Why do feet stink
Body odor, commonly referred to as “BO”, is a natural occurrence for all human beings. Traditionally generated where sweat collects on our bodies this natural development is commonly viewed to be a natural secretion. This is particularly true for feet where large amounts of sweat accumulate on a regular basis and kept gathered by our shoes (particularly shoes that do not breathe well) and thus generate a large, unpleasant odor. Contrary to many people’s beliefs, however, the odor collecting about our feet is not caused by our sweat alone but instead by bacteria that feed upon it.
Since human sweat is generally a relatively odorless substance containing primarily water and sodium (among many other trace elements) its natural odor is actually relatively low. Specific bacteria living upon the surface of the skin, on the other hand (something that everyone has) consume the sweat as sustenance and excrete relatively poor smelling byproducts after the consumption – generating the smell that affects feet. This is compounded on our feet in particular as the combination of both socks and air-restricting shoes tend to limit the ability of our feet to clear away excess sweat and bacterial debris, meaning the bacterial excrement builds up in a restricted area and causes excess smell to develop.

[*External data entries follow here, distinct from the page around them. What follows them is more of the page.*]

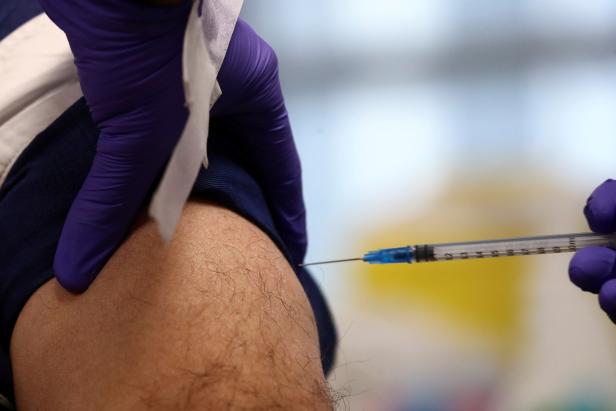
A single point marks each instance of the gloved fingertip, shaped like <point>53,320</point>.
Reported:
<point>600,209</point>
<point>591,267</point>
<point>71,280</point>
<point>607,299</point>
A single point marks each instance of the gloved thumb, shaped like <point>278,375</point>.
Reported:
<point>132,150</point>
<point>600,210</point>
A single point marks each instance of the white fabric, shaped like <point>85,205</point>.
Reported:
<point>207,37</point>
<point>40,82</point>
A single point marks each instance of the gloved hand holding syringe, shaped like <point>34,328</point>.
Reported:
<point>550,244</point>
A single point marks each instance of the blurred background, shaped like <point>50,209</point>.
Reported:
<point>442,120</point>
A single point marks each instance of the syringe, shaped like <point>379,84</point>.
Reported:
<point>549,244</point>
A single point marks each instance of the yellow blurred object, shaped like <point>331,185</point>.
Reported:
<point>483,295</point>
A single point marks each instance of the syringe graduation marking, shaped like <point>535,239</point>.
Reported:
<point>551,244</point>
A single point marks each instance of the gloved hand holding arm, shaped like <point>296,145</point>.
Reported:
<point>253,104</point>
<point>129,60</point>
<point>593,269</point>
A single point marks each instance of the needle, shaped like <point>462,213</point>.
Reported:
<point>330,262</point>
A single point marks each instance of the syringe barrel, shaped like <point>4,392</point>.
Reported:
<point>511,247</point>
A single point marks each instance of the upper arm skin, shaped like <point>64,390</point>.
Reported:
<point>215,320</point>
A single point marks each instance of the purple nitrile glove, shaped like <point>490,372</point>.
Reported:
<point>252,101</point>
<point>593,269</point>
<point>129,60</point>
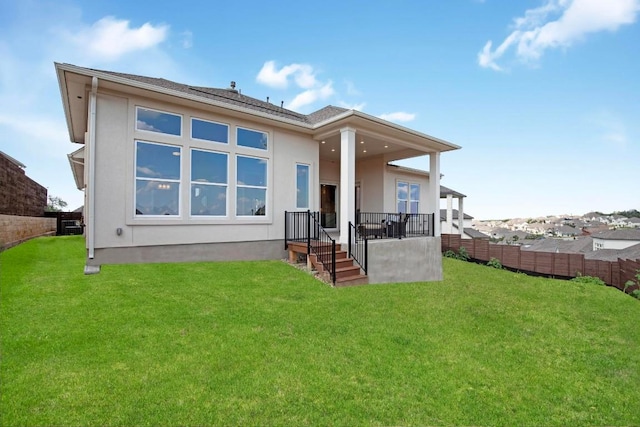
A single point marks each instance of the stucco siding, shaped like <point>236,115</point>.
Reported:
<point>370,175</point>
<point>115,179</point>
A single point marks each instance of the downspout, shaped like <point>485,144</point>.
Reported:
<point>92,168</point>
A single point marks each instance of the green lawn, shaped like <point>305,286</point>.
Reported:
<point>262,343</point>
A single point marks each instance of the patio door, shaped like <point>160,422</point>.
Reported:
<point>329,206</point>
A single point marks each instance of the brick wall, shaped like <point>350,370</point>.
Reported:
<point>16,229</point>
<point>19,194</point>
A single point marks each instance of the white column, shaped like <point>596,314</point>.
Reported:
<point>460,215</point>
<point>434,190</point>
<point>347,181</point>
<point>449,222</point>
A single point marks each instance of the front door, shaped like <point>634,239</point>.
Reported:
<point>329,205</point>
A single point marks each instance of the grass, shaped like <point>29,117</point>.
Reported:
<point>262,343</point>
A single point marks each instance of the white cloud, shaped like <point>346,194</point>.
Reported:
<point>110,38</point>
<point>558,24</point>
<point>357,107</point>
<point>351,89</point>
<point>311,95</point>
<point>398,116</point>
<point>187,39</point>
<point>303,75</point>
<point>611,129</point>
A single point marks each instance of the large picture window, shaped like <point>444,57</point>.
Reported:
<point>208,183</point>
<point>302,186</point>
<point>209,131</point>
<point>251,186</point>
<point>157,179</point>
<point>252,139</point>
<point>158,121</point>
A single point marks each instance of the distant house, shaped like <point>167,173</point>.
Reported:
<point>616,239</point>
<point>632,252</point>
<point>452,226</point>
<point>579,245</point>
<point>567,231</point>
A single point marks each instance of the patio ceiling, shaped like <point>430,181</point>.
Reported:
<point>367,146</point>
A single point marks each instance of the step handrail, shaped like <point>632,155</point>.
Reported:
<point>358,248</point>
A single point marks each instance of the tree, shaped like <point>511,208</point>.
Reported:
<point>56,204</point>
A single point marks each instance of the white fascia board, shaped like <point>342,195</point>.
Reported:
<point>62,84</point>
<point>153,88</point>
<point>448,146</point>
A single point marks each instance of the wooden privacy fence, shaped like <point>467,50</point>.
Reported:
<point>614,273</point>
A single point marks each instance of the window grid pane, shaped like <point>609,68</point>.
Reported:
<point>251,186</point>
<point>208,200</point>
<point>302,186</point>
<point>157,179</point>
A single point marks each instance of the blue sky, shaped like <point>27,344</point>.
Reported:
<point>542,95</point>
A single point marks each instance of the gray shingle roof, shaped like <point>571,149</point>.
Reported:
<point>325,114</point>
<point>233,97</point>
<point>444,191</point>
<point>632,252</point>
<point>454,212</point>
<point>619,234</point>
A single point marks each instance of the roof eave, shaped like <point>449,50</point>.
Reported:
<point>446,146</point>
<point>62,84</point>
<point>171,92</point>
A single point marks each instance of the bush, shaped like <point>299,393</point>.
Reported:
<point>589,280</point>
<point>495,263</point>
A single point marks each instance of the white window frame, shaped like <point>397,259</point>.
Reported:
<point>308,204</point>
<point>408,200</point>
<point>174,181</point>
<point>266,188</point>
<point>213,184</point>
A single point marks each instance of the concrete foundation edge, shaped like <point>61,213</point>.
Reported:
<point>416,259</point>
<point>229,251</point>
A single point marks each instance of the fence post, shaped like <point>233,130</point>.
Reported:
<point>308,232</point>
<point>349,241</point>
<point>333,261</point>
<point>286,229</point>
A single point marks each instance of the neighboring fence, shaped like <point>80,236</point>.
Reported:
<point>15,229</point>
<point>67,222</point>
<point>614,273</point>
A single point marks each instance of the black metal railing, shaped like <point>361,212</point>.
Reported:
<point>358,247</point>
<point>323,247</point>
<point>372,225</point>
<point>305,227</point>
<point>297,227</point>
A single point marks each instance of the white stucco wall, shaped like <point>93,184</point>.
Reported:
<point>115,179</point>
<point>370,176</point>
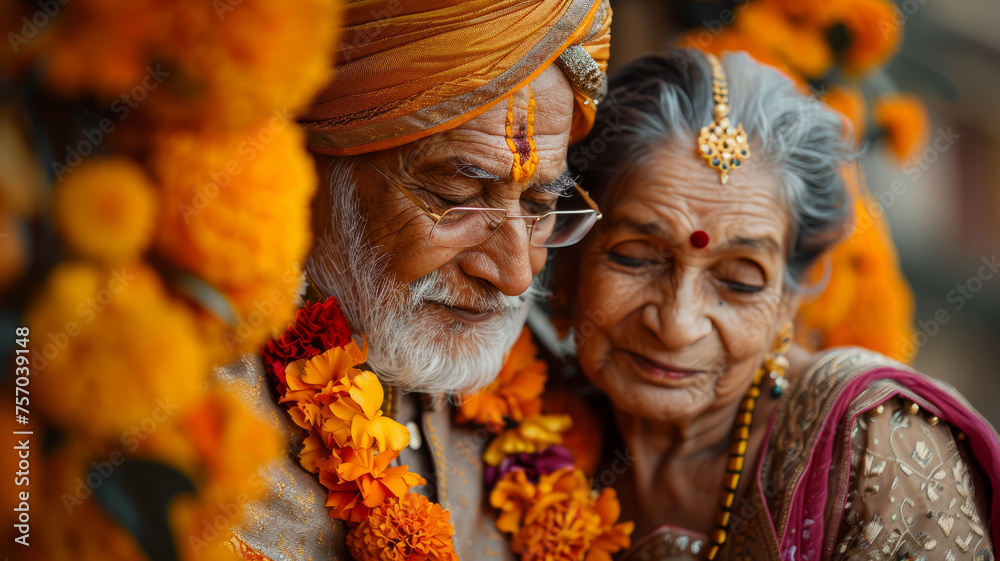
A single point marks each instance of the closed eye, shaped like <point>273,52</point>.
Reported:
<point>628,261</point>
<point>744,288</point>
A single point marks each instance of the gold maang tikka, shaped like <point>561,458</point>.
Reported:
<point>724,148</point>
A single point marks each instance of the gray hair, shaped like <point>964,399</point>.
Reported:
<point>664,99</point>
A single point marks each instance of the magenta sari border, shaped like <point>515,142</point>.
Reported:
<point>810,495</point>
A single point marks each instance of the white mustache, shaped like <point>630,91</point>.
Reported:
<point>433,288</point>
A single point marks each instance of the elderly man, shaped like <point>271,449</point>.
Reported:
<point>442,139</point>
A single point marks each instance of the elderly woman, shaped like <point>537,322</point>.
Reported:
<point>721,185</point>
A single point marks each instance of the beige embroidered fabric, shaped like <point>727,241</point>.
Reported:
<point>901,484</point>
<point>912,492</point>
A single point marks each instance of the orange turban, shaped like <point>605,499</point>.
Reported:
<point>406,69</point>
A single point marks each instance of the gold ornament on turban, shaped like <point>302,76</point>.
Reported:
<point>408,69</point>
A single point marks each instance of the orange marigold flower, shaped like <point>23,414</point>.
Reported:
<point>584,437</point>
<point>122,349</point>
<point>408,527</point>
<point>850,103</point>
<point>533,435</point>
<point>235,212</point>
<point>876,31</point>
<point>904,118</point>
<point>813,14</point>
<point>341,403</point>
<point>106,209</point>
<point>99,46</point>
<point>804,50</point>
<point>515,391</point>
<point>362,414</point>
<point>867,301</point>
<point>560,518</point>
<point>228,62</point>
<point>360,480</point>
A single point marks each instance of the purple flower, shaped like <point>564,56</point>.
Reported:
<point>534,465</point>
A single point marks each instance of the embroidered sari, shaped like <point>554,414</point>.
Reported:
<point>864,459</point>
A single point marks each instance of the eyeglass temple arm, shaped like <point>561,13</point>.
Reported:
<point>413,198</point>
<point>590,202</point>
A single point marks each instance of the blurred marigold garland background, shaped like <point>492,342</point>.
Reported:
<point>152,169</point>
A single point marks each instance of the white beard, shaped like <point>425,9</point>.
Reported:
<point>409,347</point>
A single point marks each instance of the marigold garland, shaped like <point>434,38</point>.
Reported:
<point>140,109</point>
<point>350,444</point>
<point>514,394</point>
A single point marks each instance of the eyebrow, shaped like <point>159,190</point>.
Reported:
<point>562,185</point>
<point>655,229</point>
<point>468,169</point>
<point>753,243</point>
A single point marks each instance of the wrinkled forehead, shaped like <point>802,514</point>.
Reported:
<point>533,122</point>
<point>674,183</point>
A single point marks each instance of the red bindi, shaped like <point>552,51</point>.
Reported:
<point>699,239</point>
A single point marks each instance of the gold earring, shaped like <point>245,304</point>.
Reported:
<point>775,362</point>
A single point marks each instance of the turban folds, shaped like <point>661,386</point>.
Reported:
<point>407,69</point>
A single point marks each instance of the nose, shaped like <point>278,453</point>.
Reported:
<point>678,317</point>
<point>506,259</point>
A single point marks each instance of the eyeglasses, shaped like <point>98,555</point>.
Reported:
<point>466,226</point>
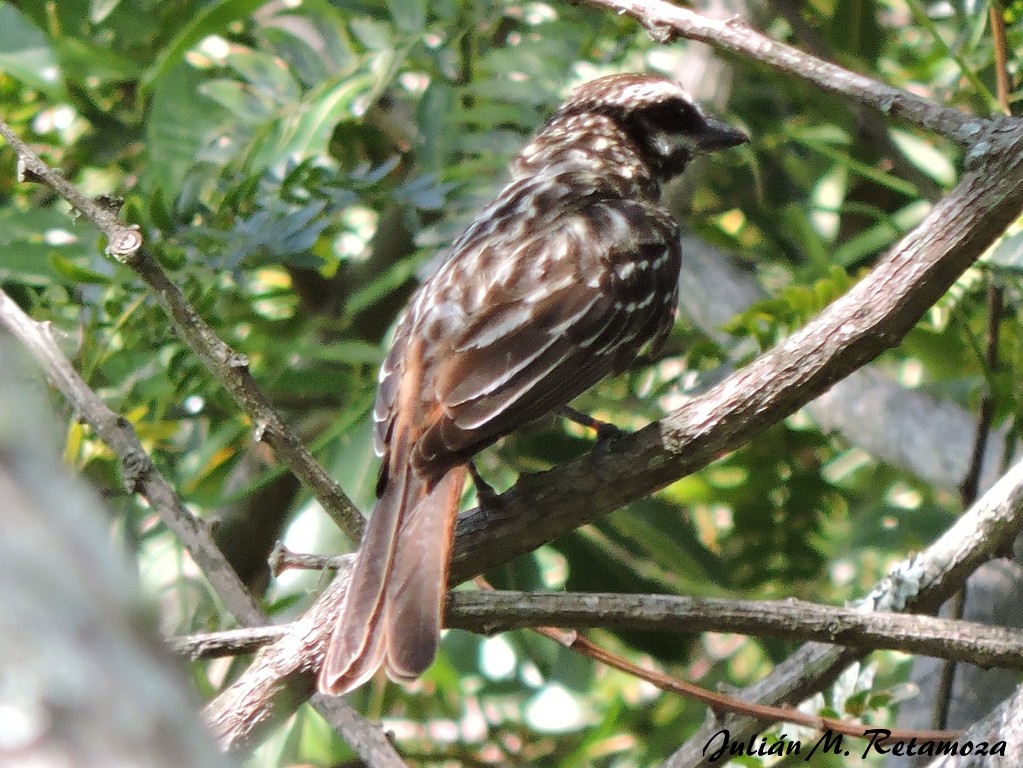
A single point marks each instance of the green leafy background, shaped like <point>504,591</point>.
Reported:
<point>297,166</point>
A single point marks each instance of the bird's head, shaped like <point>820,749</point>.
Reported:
<point>659,117</point>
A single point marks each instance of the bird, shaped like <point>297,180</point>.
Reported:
<point>559,282</point>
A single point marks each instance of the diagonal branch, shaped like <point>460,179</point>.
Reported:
<point>140,475</point>
<point>230,368</point>
<point>870,318</point>
<point>490,612</point>
<point>666,23</point>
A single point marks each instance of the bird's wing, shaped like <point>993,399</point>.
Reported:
<point>580,303</point>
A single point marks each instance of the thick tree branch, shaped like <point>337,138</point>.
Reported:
<point>872,317</point>
<point>921,583</point>
<point>497,611</point>
<point>666,23</point>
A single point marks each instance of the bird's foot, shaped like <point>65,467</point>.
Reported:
<point>485,493</point>
<point>606,431</point>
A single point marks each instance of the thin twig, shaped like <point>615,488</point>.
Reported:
<point>489,612</point>
<point>138,471</point>
<point>230,368</point>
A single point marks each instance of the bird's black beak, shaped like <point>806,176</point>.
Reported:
<point>717,135</point>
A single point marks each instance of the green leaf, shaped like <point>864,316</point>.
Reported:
<point>75,273</point>
<point>26,53</point>
<point>210,20</point>
<point>409,15</point>
<point>181,124</point>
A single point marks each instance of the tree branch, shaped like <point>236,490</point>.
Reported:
<point>499,611</point>
<point>920,583</point>
<point>230,368</point>
<point>138,471</point>
<point>666,23</point>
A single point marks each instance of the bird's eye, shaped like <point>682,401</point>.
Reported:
<point>676,116</point>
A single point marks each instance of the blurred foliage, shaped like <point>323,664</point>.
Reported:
<point>297,166</point>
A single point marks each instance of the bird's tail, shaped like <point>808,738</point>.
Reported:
<point>393,610</point>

This is particularly an issue with feet as well as there are roughly 250,000 sweat glands present on the average person’s foot – roughly the same number that are present on our hands as well, however our hands typically do not develop the same odor problem given that we can wash them regularly and allow them to breathe more fully when walking around during our daily lives. Additionally each person releases a different level of sweat based upon their own biochemistry and living conditions, meaning that some people will simply produce more consumable material for the bacteria than others and thus create different developmental environments for the odorous material to collect in (as higher levels of consumable food means that higher amounts of excrement is produced and, subsequently, the worse smelling the feet become).
If you are concerned about the smell of your own feet consider looking for anti-bacterial sprays or inserts for your shoes that can help reduce the presence of the bacteria on a regular basis, or at the same time you may also consider changing shoes in order to allow for greater air flow and reduced heat collection in order to reduce scent as much as possible by not enabling the bacterial excrement to collect and develop.